ただし窓のすぐそばは夜間かなり冷え込みます。夜だけ少し部屋の内側へ移すか、窓とのあいだにカーテンを一枚はさむだけでも冷え対策になります。
水やり
土の表面が乾いてから、鉢底から流れ出るくらいたっぷり与えるのが基本です。受け皿にたまった水はそのつど捨ててください。
山陰は夏も冬も湿度が高いので、乾きは思ったよりゆっくりです。「乾いていないのにあげる」を繰り返すと根が傷みやすいので、指を土に差し込んで湿り具合を確かめてから判断すると失敗が減ります。
冬は生育がほぼ止まるので、水やりの回数もぐっと減らして乾かし気味に管理します。寒い時期の水のやりすぎは根腐れの最大の原因なので、迷ったら「もう少し待つ」くらいでちょうどいいです。空気の乾燥が気になる暖房シーズンは、葉水で葉の表面を湿らせてあげると生き生きします。
つまずきポイント:シルバーの斑がぼやける・葉が小さいまま
スキンダプサスでいちばん相談が多いのが、「買ったときより斑が地味になった」「新しい葉が小さい」というものです。これはたいてい光不足が原因です。
シルバーの斑をきれいに出したいなら、焼けない範囲でできるだけ明るい場所に置くのがコツです。逆に暗い場所に長く置くと、葉と葉の間隔が空いてつるだけ伸び、斑も薄くぼんやりしてきます。
もし徒長してしまったら、思いきってつるを切り戻してください。切った先はコップの水に挿しておくと根が出やすく、増やすのも簡単です。切り戻すことで、株元から新しいしっかりした芽が出てくることが多いです。

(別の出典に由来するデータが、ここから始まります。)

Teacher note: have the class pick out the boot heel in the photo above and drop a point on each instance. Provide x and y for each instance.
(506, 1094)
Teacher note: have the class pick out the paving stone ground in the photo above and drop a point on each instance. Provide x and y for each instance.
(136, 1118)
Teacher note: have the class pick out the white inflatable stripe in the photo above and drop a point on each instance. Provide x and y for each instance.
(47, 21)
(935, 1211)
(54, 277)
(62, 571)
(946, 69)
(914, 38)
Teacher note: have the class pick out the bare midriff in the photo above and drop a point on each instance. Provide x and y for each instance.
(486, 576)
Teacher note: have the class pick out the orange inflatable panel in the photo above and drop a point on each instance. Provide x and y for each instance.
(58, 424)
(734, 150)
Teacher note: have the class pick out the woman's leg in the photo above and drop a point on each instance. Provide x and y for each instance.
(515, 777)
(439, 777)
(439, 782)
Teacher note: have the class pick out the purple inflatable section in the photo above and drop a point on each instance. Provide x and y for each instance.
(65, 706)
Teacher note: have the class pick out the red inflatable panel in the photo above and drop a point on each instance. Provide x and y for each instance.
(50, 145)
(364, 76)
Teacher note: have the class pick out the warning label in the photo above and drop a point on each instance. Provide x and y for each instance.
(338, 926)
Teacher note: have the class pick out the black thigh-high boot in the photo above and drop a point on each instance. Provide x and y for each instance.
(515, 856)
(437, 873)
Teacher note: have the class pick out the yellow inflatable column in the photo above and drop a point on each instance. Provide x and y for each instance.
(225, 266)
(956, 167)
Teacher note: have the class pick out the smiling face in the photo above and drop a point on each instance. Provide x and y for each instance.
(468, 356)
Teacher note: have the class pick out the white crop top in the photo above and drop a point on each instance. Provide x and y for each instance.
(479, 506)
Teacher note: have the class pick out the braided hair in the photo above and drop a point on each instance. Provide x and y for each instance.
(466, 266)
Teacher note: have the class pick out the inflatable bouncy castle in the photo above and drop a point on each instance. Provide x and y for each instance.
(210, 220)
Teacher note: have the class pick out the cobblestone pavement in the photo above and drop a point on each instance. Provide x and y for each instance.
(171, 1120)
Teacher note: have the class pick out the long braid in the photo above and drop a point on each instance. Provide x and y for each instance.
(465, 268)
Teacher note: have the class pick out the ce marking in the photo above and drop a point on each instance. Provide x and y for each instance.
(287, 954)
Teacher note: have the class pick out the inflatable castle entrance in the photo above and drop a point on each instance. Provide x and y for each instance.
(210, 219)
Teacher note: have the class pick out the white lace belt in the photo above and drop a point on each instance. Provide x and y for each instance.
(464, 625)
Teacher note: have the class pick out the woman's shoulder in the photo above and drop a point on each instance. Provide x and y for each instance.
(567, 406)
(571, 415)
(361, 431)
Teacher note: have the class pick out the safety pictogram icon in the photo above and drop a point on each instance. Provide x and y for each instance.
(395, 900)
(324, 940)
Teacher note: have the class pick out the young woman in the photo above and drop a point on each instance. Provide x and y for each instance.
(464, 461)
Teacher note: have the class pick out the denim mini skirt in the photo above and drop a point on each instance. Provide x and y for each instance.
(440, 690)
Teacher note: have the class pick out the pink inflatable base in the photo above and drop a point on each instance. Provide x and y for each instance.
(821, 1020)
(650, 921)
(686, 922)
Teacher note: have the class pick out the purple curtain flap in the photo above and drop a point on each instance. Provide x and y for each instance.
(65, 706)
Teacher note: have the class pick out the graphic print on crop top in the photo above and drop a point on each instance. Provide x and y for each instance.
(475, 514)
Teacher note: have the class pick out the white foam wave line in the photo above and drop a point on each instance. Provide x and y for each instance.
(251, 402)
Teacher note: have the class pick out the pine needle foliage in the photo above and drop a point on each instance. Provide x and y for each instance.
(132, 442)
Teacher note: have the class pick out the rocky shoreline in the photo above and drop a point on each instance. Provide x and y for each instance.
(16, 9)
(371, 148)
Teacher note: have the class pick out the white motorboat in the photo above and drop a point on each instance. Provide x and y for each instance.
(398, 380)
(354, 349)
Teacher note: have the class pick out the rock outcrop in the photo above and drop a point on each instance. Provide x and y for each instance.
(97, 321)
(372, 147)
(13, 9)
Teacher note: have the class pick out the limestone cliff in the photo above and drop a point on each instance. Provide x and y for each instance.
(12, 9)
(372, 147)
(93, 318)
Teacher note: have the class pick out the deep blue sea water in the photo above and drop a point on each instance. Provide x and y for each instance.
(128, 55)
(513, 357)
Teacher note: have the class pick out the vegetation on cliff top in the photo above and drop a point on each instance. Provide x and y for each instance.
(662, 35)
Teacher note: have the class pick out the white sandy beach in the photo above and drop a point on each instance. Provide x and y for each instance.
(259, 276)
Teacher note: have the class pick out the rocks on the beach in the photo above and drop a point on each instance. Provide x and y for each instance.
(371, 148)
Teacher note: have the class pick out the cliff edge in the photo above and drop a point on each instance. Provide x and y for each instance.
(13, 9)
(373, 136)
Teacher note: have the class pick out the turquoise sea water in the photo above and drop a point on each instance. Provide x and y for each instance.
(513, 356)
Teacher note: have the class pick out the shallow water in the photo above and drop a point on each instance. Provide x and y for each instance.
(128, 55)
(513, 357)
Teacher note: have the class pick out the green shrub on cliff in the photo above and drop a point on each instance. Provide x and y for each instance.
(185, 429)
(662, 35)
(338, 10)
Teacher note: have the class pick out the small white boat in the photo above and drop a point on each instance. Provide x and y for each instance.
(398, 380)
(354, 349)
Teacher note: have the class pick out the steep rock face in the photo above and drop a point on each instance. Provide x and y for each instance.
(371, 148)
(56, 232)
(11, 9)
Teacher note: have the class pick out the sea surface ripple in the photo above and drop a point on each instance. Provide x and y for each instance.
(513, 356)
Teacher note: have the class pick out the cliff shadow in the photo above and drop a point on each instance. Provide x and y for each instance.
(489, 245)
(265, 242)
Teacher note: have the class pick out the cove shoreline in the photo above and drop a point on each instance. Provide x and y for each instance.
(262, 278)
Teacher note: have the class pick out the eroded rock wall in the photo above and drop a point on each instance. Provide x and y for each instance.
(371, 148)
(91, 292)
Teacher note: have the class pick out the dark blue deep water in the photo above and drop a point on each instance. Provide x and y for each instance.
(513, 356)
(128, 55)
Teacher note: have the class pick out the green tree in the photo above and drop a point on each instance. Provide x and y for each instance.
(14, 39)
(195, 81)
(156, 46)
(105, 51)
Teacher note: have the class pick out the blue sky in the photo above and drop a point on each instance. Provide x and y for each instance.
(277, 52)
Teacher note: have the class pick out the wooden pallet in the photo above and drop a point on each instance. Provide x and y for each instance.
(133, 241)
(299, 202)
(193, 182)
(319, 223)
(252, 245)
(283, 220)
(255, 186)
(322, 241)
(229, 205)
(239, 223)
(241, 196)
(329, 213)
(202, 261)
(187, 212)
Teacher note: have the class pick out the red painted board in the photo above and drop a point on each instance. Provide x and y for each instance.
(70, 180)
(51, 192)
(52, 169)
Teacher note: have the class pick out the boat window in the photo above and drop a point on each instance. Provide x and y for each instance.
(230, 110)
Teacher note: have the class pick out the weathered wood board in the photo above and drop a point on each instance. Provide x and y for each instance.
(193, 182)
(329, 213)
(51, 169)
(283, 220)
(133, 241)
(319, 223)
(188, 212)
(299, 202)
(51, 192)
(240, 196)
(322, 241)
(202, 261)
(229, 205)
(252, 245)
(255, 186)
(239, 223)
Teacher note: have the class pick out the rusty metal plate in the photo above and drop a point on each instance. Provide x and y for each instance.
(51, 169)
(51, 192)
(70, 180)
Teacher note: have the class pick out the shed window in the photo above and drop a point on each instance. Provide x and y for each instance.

また、下葉がパリッと茶色くなるのは乾きすぎや根詰まり、葉先が黒くジュクッとなるのは水のやりすぎのサインであることが多いです。症状を見ながら水やりのペースを調整してみてください。
品種による違い
スキンダプサスにはいくつかタイプがあり、流通名もさまざまです。銀斑が細かく散る「ピクタス」系、大きめの葉にはっきりしたシルバーが乗る「エクソチカ」、全体がシルバーがかった「アルギレウス」などがよく見られます。
葉の大きさや斑の入り方に違いはありますが、育て方はどれもほぼ同じと考えて大丈夫です。明るい日陰、乾いてから水やり、冬は室内で乾かし気味。この基本を押さえておけば、どのタイプでも無理なく付き合えます。
植え替えと肥料
根が回って水はけが悪くなってきたら、春から初夏の暖かい時期に一回り大きな鉢へ植え替えます。1〜2年に一度が目安です。土は市販の観葉植物用の水はけのよいもので十分です。
肥料は生育期の春から秋に、緩効性のものを少なめに置くか、薄めた液肥をときどき与える程度で足ります。寒い時期は生育が止まるので肥料は控えます。おだやかに育つ植物なので、あげすぎないほうがきれいにまとまります。